Microsoft: Growth Happens

REDMOND, Wash. — As Microsoft gets ready to report its fiscal 2007 earnings next week, the company’s seemingly endless building boom shows no signs of slowing, and neither does its penchant for acquiring more property.

For instance, late last month, Microsoft  purchased two data centers with 250,000 square feet of raised floor space that it was already using in Santa Clara, Calif. And just last week, the company announced it is opening a new software development center in the Vancouver, British Columbia area in Canada.

But the biggest changes are happening right in Microsoft’s back yard – literally.

Last week, the company agreed to purchase 28 acres of prime real estate adjacent to its nearby secondary campus – dubbed Redmond West or RedWest for short – from electronic gaming giant Nintendo of America.

A Microsoft spokesperson told internetnews.com that the company does not yet have firm plans for what the land will be used for – though RedWest houses employees working on MSN and Windows Live.

However, the company’s existing facilities are constantly overcrowded – so much so that Microsoft also recently leased 1.3 million square feet of office space in Bellevue, near Redmond.

On top of that, Microsoft confirmed it’s also in the midst of building more than 3 million square feet of new office space in 14 new buildings near its already sprawling campus in a massive redevelopment effort.

The reason is that Microsoft’s hiring frenzy has continued unabated. “They hired 10,000 new employees just last fiscal year [2006] alone,” Matt Rosoff, analyst at industry newsletter Directions on Microsoft, told internetnews.com.

In fact, traffic and parking have become such an issue that part of the major campus redevelopment effort will include a four-story underground garage — built to hold 5,000 more cars – topped with four new buildings, the company spokesperson said.

The company is also constructing a new building to house its Microsoft Research division.

Therefore, some of the impetus behind the building spree can be blamed on the extra employees Microsoft already brought on board during fiscal 2006 and 2007.

“Part of it is just to alleviate [existing] overcrowding on campus,” Rosoff said. “They need a lot of space for all of those new folks.”

Microsoft executives traditionally provide financial analysts and press with perspective on the fiscal year as well as plans for the future at this time of year. Thursday, July 19, Microsoft will hold a conference call to report its revenue and earnings for fiscal 2007, which ended June 30.

Then, a week later on July 26, Microsoft will host a gathering of financial analysts in its campus conference center to give them a day-long presentation on what happened in fiscal 2007, including typically new hiring numbers and growth statistics, and what they’re likely to do in the current year — fiscal 2008.

In fact, company CEO Steve Ballmer may have given away a little of his hand this week at Microsoft’s Worldwide Partner Conference in Denver.
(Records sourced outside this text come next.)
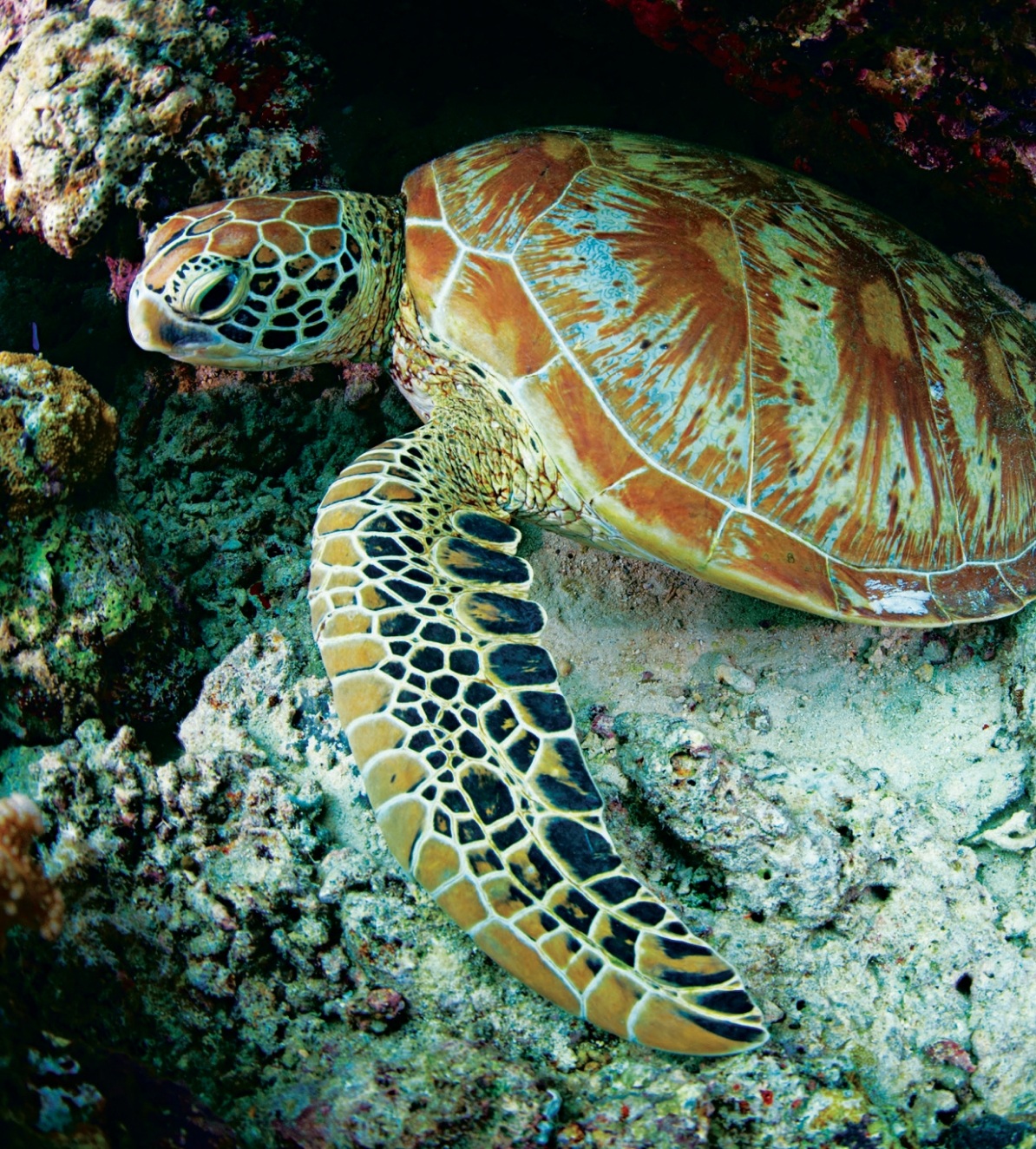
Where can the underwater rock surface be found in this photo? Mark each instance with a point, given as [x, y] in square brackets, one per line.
[128, 102]
[238, 910]
[56, 432]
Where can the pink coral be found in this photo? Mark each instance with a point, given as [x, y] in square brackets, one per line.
[27, 896]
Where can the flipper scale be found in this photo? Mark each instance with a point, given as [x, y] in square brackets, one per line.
[469, 755]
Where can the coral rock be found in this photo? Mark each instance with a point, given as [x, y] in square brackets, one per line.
[27, 896]
[100, 99]
[56, 431]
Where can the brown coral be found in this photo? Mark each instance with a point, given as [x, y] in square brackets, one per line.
[56, 431]
[99, 96]
[27, 896]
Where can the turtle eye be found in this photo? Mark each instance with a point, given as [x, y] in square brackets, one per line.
[213, 294]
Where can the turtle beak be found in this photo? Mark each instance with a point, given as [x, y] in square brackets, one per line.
[155, 329]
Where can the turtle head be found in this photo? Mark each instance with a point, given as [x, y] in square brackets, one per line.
[272, 280]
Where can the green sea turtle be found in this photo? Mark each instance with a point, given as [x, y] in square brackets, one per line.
[666, 351]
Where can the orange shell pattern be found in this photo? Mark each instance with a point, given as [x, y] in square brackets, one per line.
[744, 373]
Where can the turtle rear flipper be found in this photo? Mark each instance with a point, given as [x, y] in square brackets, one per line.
[469, 756]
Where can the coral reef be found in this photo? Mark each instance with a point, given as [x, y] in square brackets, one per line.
[119, 102]
[223, 476]
[56, 432]
[86, 627]
[237, 910]
[28, 897]
[856, 85]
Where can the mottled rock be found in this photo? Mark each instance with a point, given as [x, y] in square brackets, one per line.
[28, 897]
[56, 432]
[102, 105]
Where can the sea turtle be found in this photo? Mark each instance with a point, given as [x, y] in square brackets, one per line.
[664, 351]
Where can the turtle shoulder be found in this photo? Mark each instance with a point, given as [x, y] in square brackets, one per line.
[747, 375]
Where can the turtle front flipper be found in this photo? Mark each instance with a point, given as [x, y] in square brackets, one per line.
[469, 756]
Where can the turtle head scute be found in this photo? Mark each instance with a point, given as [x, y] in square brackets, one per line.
[261, 282]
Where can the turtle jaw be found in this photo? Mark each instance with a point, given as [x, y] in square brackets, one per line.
[155, 328]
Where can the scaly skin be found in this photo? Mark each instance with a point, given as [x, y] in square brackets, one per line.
[451, 706]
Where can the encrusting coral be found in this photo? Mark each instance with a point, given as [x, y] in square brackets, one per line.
[98, 96]
[56, 431]
[28, 897]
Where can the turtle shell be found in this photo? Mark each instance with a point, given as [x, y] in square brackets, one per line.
[744, 373]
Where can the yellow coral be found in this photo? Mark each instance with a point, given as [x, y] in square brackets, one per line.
[27, 896]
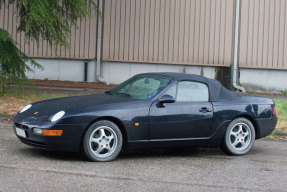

Speaking about the company’s accelerating software-plus-services initiative, which includes various Live services, he alluded to Microsoft’s plans to scale up to handle massive volumes of users and data.

“Just as when we got started in desktop computing the first thing we built was an operating system, the first thing we did when we got into enterprise computing was build a server platform … we are in the process today of building out a services platform in the cloud,” Ballmer told the audience.

That is likely to require thousands upon thousands of servers in multiple data centers around the world as the company attacks staunch competitors like Google and Salesforce.com.

“I think what we’ll see is that the model of computation moves … over time to a model in which more and more of the back-end shared computation is not only done on customer premise, but it’s actually done on these large geo-scaled services,” Ballmer added.

It won’t be cheap, but at the same time, Microsoft’s growth seems to be on the rise – not on the wane.

“[The building boom] certainly does suggest that they see their growth continuing,” Rosoff said.